A reduction in ALA-D enzyme activity in the liver was also found in groups treated with Met and/or MetO. The ALA-D enzyme catalyzes the second reaction in the heme biosynthesis pathway and is expressed in all tissues, but is more common in the liver. In contrast to the results of Soares et al. (2017), a reduction in the activity of ALA-D was observed, and this can lead to the development of signs and symptoms of typical hepatic porphyria, a condition that is detected in other inborn errors of metabolism such as type 1 tyrosinemia (Fujita et al., 1995; Kelada et al., 2001). ALA-D activity can be reduced in the presence of oxidizing agents, such as free radicals, and this reduction can lead to pathological consequences with damage to the heme biosynthesis route, accumulation of its substrate in the blood, and overproduction of ROS (Fujita et al., 1995; Kelada et al., 2001).

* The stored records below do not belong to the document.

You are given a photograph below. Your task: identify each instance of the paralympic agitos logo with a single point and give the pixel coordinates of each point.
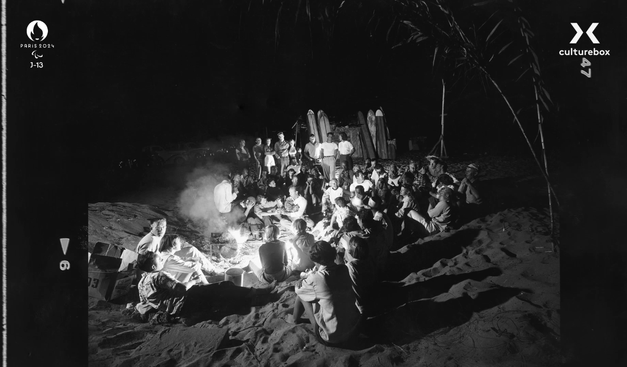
(577, 37)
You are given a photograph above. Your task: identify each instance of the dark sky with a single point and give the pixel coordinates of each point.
(178, 71)
(128, 73)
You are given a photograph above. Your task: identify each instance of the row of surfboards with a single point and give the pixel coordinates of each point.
(374, 133)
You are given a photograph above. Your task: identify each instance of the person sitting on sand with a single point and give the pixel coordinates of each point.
(273, 258)
(181, 270)
(273, 191)
(368, 167)
(327, 297)
(439, 218)
(407, 202)
(435, 169)
(298, 250)
(380, 230)
(152, 241)
(377, 174)
(162, 298)
(267, 210)
(330, 194)
(362, 272)
(345, 175)
(382, 191)
(443, 182)
(294, 208)
(360, 180)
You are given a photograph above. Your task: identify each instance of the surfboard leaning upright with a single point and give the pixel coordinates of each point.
(369, 152)
(325, 126)
(312, 124)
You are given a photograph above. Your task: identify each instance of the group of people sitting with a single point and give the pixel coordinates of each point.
(342, 230)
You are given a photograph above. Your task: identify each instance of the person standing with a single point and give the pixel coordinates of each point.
(346, 150)
(281, 150)
(312, 151)
(224, 196)
(328, 153)
(243, 155)
(258, 154)
(268, 160)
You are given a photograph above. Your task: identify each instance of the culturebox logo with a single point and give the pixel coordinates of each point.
(590, 35)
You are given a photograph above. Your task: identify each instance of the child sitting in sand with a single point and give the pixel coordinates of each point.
(341, 212)
(174, 265)
(439, 217)
(326, 295)
(298, 249)
(361, 270)
(163, 298)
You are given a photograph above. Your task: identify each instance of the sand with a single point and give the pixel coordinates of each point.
(487, 293)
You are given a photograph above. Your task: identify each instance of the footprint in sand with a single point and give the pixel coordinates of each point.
(122, 339)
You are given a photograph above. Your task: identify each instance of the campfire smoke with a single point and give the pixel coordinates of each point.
(196, 201)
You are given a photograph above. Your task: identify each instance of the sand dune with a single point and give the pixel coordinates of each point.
(484, 294)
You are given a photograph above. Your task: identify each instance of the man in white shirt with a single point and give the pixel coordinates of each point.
(360, 180)
(328, 153)
(312, 150)
(346, 150)
(281, 149)
(224, 195)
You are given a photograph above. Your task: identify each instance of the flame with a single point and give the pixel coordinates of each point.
(36, 33)
(238, 236)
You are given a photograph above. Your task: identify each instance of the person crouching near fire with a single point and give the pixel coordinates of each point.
(298, 248)
(272, 257)
(152, 241)
(163, 299)
(295, 208)
(181, 270)
(326, 296)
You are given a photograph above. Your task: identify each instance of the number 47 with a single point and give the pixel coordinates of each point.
(586, 63)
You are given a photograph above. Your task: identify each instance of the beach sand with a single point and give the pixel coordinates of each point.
(485, 294)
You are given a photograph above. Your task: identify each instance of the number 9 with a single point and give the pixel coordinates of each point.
(64, 265)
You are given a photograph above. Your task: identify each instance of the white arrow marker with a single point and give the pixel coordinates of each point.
(64, 243)
(589, 32)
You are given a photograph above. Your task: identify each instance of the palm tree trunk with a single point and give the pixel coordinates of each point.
(544, 172)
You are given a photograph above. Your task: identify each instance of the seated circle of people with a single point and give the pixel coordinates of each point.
(325, 295)
(182, 270)
(359, 223)
(360, 180)
(162, 298)
(438, 218)
(151, 243)
(272, 257)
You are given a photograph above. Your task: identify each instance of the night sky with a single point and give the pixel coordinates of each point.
(130, 74)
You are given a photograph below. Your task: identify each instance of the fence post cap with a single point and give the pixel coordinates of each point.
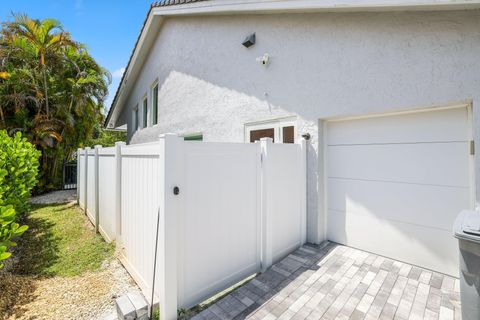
(164, 135)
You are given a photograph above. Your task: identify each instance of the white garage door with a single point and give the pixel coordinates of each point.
(396, 183)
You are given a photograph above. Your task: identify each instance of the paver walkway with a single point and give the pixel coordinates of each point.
(332, 281)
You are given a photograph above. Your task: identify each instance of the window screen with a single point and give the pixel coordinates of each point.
(145, 112)
(155, 104)
(262, 133)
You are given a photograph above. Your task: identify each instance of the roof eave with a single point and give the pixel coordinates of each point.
(155, 17)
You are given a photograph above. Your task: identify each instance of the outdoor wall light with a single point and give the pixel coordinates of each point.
(249, 41)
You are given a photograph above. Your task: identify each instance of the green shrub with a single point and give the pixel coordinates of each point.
(18, 172)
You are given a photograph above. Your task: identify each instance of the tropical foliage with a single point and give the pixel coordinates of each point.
(18, 171)
(51, 90)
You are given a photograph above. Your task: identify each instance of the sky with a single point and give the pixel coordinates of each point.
(108, 28)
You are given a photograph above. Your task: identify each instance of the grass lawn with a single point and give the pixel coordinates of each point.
(61, 268)
(60, 242)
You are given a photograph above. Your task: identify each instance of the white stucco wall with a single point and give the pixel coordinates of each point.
(322, 65)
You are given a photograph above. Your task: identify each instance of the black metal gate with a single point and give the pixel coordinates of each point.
(70, 176)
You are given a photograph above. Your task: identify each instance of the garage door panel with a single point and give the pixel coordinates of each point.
(429, 206)
(423, 163)
(429, 248)
(396, 183)
(442, 125)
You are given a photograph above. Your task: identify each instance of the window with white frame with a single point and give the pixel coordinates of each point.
(135, 118)
(145, 112)
(282, 130)
(155, 103)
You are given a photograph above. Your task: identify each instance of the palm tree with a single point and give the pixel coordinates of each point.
(51, 89)
(43, 39)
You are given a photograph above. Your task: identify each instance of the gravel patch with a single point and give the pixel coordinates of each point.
(90, 296)
(62, 196)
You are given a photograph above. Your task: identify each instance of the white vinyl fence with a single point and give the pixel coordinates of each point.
(224, 210)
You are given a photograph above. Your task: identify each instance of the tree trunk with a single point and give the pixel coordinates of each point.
(46, 91)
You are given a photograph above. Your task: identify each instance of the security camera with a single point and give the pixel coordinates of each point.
(264, 60)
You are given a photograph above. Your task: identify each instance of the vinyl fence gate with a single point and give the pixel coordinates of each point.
(227, 210)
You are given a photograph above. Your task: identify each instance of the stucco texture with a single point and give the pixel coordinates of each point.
(323, 65)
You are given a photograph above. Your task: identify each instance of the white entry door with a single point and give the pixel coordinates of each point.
(395, 184)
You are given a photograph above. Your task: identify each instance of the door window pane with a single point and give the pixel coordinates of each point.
(288, 134)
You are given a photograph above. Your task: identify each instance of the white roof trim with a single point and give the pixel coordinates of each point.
(154, 20)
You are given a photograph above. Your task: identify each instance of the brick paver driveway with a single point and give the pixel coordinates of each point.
(332, 281)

Finally, we also demonstrated that Met and/or MetO induces an increase in the production of ROS, a reduction in the levels of total thiol content, and a reduction in CAT activity. In contrast, SOD activity was significantly increased in the MetO and Met + MetO groups. The increase in SOD activity can be a compensatory mechanism for the high ROS production. However, it can be postulated that even with increased SOD enzyme activity, damage to the SH groups still occurs. Furthermore, knowing that SOD is responsible for the dismutation of the superoxide anion to hydrogen peroxide, another possible conclusion is that oxidative damage in the kidney is caused by the accumulation of hydrogen peroxide, since there is an increased production of this substance, and a reduction in detoxification caused by CAT inhibition.
The data found in the present study corroborate and complement the previous findings of the literature demonstrating that high doses of Met and/or MetO, similar to those found in patients with hypermethioninemia, can be extremely harmful to several organs, particularly the brain, liver, and kidney (Soares 2020b; Soares et al., 2017; Stefanello et al., 2009). In addition, it should be noted that one of the possible intensifiers of this damage is the presence of MetO, since this metabolite can not only cause damage itself, but is able to form other metabolites with even greater toxic potential, such as methionine sulfone and homocysteic acid. Another interesting point is that the oxidative damage caused by experimental hypermethioninemia in isolated brain structures remains when the total brain is evaluated. Finally, the importance of investigating the possible pathophysiological mechanisms of hypermethioninemia in several experimental models is highlighted, with the purposes of expanding our knowledge on this pathology and determining how high doses of amino acids act in different conditions and biological models.